In [11]:
# Import dependencies
import pandas as pd
import numpy as np
from bs4 import BeautifulSoup
from urllib.request import urlopen
from io import StringIO

# Initiate Variables

In [12]:
##### Initiate Global Variables
### API key for census website

# api key --> somewhere in census website, email & they send an api key
# don't put api keys on github
# webscrapers out there, public thing, expose api key
# code is along the lines of --> MY_API_KEY = os.environ.get("MY_API_KEY")
MY_API_KEY = "xxx"

# go into conda environment, create an environment variable -- myapikey = long string of text
### Timeframes
CURRENT_YEAR = "2020"

### Geographic codes
# States
TEXAS = "48"
# Counties
HARRIS = "201"
FORTBEND = "157"
# Neighborhoods
ALL = "*"


In [13]:
# zipcodes

# Get lists of zip codes
# Harris County
HarrisZips = pd.read_csv('/Users/emmali/Desktop/Community_Bridges/BakerRipley/Census_Data_Mapping/CensusMapping/definitions/HarrisZips.csv')
HarrisZips['zipCode'] = HarrisZips['zipCode'].astype('str')
HarrisZips = ",".join(HarrisZips['zipCode'])

# Ft Bend County
FtBendZips = pd.read_csv('/Users/emmali/Desktop/Community_Bridges/BakerRipley/Census_Data_Mapping/CensusMapping/definitions/FtBendZips.csv')
FtBendZips['zipCode'] = FtBendZips['zipCode'].astype('str')
FtBendZips = ",".join(FtBendZips['zipCode'])

# Define Functions

In [14]:
def buildTableCodes(variables_toquery, entireTable):
    # If you are querying an entire table then mark entireTable=True
    # If you are querying at the variable level then mark entireTable=False
    # Define dictionary of tableCodes and tableTypes 
    tableDict = {
        "D":"/profile",
        "S":"/subject",
        "B":""
    }
    # Find the tableTypes the user is requesting
    tableList = set([variables_toquery[i][0] for i in range(len(variables_toquery))])

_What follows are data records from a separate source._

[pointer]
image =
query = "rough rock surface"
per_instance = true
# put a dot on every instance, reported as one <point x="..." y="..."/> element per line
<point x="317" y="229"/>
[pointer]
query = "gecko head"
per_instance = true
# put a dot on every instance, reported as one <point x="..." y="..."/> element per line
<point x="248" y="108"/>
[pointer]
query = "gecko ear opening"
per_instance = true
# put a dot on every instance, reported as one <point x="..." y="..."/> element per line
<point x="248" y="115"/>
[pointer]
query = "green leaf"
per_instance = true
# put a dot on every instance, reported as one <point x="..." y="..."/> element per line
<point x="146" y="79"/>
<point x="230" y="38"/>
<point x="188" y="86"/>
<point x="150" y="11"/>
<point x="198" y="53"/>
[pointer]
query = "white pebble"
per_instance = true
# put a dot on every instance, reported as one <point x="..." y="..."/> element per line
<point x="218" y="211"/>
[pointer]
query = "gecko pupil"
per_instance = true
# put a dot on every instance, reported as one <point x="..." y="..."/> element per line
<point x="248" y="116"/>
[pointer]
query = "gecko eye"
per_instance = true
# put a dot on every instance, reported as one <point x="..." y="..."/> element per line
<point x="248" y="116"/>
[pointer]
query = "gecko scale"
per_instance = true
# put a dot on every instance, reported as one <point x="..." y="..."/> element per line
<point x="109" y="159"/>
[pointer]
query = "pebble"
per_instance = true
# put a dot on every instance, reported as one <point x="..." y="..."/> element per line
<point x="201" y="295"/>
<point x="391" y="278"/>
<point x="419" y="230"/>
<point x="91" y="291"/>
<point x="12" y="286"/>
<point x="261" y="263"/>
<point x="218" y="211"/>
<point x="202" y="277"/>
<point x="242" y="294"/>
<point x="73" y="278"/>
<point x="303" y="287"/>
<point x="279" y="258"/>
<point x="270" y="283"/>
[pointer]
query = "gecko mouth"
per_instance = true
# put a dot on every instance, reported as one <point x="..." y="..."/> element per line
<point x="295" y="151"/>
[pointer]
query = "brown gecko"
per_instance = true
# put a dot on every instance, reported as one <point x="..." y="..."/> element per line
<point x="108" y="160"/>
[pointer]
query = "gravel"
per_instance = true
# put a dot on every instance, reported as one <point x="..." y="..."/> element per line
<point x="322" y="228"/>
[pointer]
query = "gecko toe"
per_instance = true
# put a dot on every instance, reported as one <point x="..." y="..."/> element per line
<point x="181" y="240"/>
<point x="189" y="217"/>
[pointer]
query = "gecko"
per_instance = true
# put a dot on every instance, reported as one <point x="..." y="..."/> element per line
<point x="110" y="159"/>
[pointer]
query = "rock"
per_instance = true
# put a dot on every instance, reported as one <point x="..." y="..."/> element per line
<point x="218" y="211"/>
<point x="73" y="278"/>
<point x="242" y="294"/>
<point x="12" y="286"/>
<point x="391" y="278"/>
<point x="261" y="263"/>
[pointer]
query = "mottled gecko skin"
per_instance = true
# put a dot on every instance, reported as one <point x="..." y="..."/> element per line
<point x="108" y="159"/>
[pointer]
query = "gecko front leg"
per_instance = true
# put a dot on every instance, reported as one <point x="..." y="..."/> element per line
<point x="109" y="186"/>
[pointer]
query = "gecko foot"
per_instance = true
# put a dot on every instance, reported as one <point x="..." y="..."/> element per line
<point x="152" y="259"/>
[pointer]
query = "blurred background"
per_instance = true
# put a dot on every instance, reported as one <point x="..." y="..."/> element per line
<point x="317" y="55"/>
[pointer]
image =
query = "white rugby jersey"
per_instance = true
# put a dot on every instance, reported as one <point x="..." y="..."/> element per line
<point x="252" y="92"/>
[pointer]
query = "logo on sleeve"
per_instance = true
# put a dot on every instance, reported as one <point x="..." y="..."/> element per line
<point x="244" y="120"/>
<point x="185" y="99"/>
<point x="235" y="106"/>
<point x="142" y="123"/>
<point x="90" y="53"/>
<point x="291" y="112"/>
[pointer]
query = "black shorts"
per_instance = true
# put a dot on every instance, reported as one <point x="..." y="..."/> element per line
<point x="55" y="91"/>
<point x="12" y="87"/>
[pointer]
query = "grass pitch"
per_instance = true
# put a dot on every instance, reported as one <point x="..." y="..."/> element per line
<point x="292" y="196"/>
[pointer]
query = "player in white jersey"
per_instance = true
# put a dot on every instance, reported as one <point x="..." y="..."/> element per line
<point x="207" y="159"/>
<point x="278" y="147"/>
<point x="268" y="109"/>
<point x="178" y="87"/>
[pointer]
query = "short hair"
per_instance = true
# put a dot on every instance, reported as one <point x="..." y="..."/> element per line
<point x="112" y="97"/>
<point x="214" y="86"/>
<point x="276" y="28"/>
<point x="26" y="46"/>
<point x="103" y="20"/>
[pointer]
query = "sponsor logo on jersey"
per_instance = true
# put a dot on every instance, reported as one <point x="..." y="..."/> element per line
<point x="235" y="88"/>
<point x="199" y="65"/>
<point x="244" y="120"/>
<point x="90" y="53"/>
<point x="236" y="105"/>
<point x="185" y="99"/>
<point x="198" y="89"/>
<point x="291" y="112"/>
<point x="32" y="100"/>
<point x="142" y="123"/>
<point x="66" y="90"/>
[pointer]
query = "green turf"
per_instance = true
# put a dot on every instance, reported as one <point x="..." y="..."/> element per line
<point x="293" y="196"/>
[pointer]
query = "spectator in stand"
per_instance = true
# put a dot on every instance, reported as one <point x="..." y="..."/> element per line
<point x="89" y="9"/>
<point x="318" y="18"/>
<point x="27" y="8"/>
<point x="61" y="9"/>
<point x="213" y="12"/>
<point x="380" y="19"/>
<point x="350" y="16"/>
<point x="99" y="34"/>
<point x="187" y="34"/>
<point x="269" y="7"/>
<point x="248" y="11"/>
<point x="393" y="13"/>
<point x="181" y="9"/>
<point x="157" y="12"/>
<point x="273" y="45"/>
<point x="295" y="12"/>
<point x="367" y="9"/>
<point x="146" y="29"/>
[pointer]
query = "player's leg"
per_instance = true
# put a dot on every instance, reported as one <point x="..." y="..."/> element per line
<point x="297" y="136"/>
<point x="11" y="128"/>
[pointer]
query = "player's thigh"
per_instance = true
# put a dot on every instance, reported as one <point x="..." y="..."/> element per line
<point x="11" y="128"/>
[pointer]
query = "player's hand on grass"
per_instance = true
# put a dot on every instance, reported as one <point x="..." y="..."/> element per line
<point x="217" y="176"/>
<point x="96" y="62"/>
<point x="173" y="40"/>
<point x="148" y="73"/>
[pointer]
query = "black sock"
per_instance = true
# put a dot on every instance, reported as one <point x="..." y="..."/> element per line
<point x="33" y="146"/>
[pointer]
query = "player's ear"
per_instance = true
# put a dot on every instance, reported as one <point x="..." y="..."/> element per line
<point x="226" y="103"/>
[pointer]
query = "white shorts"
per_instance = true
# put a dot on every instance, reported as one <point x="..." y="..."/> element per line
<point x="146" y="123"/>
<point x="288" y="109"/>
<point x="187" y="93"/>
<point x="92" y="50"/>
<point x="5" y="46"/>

    # If the query is for specific variables, generate the dictionary this way:
    if entireTable:
        # Find the variables that fall under each tableCode
        tableCodes = {
            x:{
                # Get the tableType from the tableDict
                "tableType":tableDict[x], 
                # Join the tableVariables together in a string
                "tableVariables":{
                    # Get the list of tableVariables for that tableType
                    ("group(" + variables_toquery[i] + ")") for i in range(len(variables_toquery)) if variables_toquery[i][0]==x
                }
            } for x in tableList
        }

    # If the query is for specific variables, generate the dictionary this way:
    else:
        # Find the variables that fall under each tableCode
        tableCodes = {
            x:{
                # Get the tableType from the tableDict
                "tableType":tableDict[x], 
                # Join the tableVariables together in a string
                "tableVariables":"GEO_ID," + "NAME," + ",".join({
                    # Get the list of tableVariables for that tableType
                    variables_toquery[i] for i in range(len(variables_toquery)) if variables_toquery[i][0]==x
                })
            } for x in tableList
        }

    return tableCodes

In [5]:
def parseCensus(url):
    # Use BeautifulSoup to parse html and find the document text
    page = urlopen(url)
    html = page.read().decode("utf-8")
    soup = BeautifulSoup(html, "html.parser")
    censusData = soup.get_text()
    
    # Clean data by removing brackets
    censusData = censusData.replace("[", "")
    censusData = censusData.replace("]", "")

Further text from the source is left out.